Two of the major mines of Ethiopia are located near Shakiso: the Lega Dembi gold and the Kenticha tantalum mines. The Lega Dembi Mine was acquired by MIDROC gold, which between 1998 and 2008 extracted 34 metric tons from the mines, earning 466 million dollars. However, MIDROC has announced in 2009 that the deposits at Lega Dembi are almost exhausted. Shakiso is served by an airport (ICAO code HASK, IATA SKR).

== History ==
The Swedish Red Cross report encountering a customs post at Shakiso when moving at the southern front in early 1936. There were two substantial waterholes there, although the water was somewhat salty. The customs staff had four small buildings on the top of a hill near the main road. Their primary task was to collect salt tax from caravans, which amounted to ten or eleven Maria Theresa Thalers per month before the Second Italian-Abyssinian War.

Following the savage suppression of their revolt in 1960, numerous members of the Gedeo people were forcibly evicted from their homes, and over the following years some migrated to Shakiso to settle. However, the unrest of the early years of the Ethiopian Revolution forced many of these migrants to leave Shakiso for their homeland.
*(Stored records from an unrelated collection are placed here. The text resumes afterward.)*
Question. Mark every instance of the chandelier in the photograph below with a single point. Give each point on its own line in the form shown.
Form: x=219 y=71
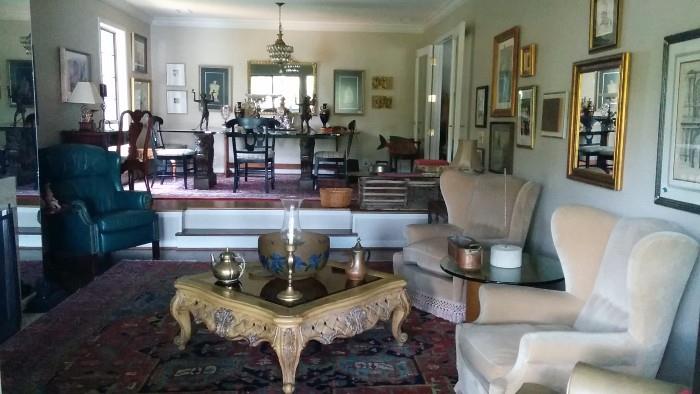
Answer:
x=280 y=52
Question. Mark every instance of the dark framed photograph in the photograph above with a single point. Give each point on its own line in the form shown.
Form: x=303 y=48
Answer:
x=528 y=60
x=74 y=68
x=480 y=108
x=21 y=82
x=348 y=92
x=553 y=120
x=504 y=72
x=139 y=53
x=501 y=147
x=527 y=114
x=678 y=155
x=215 y=82
x=604 y=27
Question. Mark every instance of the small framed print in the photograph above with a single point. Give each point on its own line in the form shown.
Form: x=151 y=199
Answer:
x=528 y=60
x=553 y=120
x=501 y=147
x=603 y=25
x=139 y=53
x=480 y=108
x=177 y=101
x=175 y=74
x=527 y=110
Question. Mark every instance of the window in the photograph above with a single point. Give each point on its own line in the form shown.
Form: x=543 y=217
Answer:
x=113 y=72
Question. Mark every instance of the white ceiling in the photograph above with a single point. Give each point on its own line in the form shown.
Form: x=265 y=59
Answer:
x=409 y=16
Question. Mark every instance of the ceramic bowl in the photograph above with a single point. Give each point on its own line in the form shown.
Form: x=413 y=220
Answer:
x=311 y=254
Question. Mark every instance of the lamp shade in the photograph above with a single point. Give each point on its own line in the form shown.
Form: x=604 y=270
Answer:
x=84 y=93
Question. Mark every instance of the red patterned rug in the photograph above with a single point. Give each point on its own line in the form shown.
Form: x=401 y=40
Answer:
x=116 y=335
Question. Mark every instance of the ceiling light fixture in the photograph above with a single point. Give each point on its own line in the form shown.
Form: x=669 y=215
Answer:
x=280 y=52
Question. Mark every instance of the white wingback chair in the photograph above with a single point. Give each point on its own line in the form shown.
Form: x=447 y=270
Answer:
x=624 y=280
x=476 y=206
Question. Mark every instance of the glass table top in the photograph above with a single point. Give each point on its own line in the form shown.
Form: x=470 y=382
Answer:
x=260 y=284
x=535 y=270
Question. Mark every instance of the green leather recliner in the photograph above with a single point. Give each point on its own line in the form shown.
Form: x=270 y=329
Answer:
x=97 y=216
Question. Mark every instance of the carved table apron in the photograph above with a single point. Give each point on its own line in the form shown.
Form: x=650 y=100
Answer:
x=235 y=315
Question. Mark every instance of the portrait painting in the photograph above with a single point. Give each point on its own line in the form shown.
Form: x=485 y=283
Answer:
x=678 y=156
x=501 y=147
x=74 y=68
x=504 y=72
x=348 y=92
x=527 y=100
x=139 y=53
x=177 y=101
x=603 y=24
x=175 y=74
x=215 y=82
x=21 y=82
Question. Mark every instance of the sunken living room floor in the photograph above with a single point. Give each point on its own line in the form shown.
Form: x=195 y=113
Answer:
x=116 y=335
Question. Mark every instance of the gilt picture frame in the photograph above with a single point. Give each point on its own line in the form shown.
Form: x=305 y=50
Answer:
x=504 y=72
x=678 y=149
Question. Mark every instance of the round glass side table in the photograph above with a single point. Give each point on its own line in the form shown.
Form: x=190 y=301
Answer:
x=536 y=270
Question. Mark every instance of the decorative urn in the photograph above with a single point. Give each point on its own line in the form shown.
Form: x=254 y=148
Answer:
x=229 y=267
x=325 y=114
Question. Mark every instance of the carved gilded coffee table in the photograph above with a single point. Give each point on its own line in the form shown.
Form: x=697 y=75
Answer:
x=332 y=307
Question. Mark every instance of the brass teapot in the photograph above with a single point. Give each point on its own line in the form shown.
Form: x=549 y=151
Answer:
x=229 y=268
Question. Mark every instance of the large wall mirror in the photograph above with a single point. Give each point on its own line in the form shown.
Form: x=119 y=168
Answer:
x=597 y=121
x=17 y=100
x=293 y=82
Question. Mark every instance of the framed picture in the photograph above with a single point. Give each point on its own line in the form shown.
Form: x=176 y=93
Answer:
x=140 y=94
x=504 y=72
x=177 y=101
x=215 y=82
x=678 y=156
x=553 y=120
x=527 y=115
x=175 y=74
x=480 y=108
x=74 y=68
x=528 y=60
x=603 y=25
x=348 y=91
x=21 y=82
x=501 y=147
x=139 y=53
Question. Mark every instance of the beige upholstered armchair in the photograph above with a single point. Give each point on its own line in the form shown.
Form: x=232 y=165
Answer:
x=624 y=280
x=483 y=207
Tahir Shah describes Shakiso in his 2002 book, In Search of King Solomon's Mines, as "a frontier town" which isn't mentioned in travel books "nor was it on my map." The main street featured shops "selling Western contraband—Walkmans and televisions, Swiss Army knives, Russian vodka, lacy underwear, Marlboro cigarettes and CDs." These goods were offered to miners with ample disposable income from working both the official gold mine at Lega Dembi, as well as countless illegal gold mines in the Adola greenstone belt.

Land clashes in June 2006 between the rival Guji and Borena Oromo clans left about 100 people dead in and around the towns of Shakiso, Arero and Yabelo. According to Oxfam, more than 20,000 people had fled from the environs of Shakiso.

By March, 2009, drinkable water projects with a budget of 38 million Birr were underway at Shakiso and Adola Wayou, which were expected to benefit 72,000 residents.

== Demographics ==
Based on figures from the Central Statistical Agency in 2005, Shakiso has an estimated total population of 28,260, of whom 15,463 are men and 12,797 are women. It is the larger of the two towns in Odo Shakiso woreda.

The 1994 census reported Wacca had a total population of 15,757 of whom 8,386 were men and 7,371 were women. The five largest ethnic groups reported for this town were the Oromo (43.52%), the Amhara (33.33%), the Soddo Gurage (4.12%), the Gedeo (3.95%), and the Welayta (3.62%); all other ethnic groups made up 11.46% of the population. Amharic is spoken as a first language by 63.61%, 25.72% Oromo, and 2.86% spoke Gedeo; the remaining 7.81% spoke all other primary languages reported.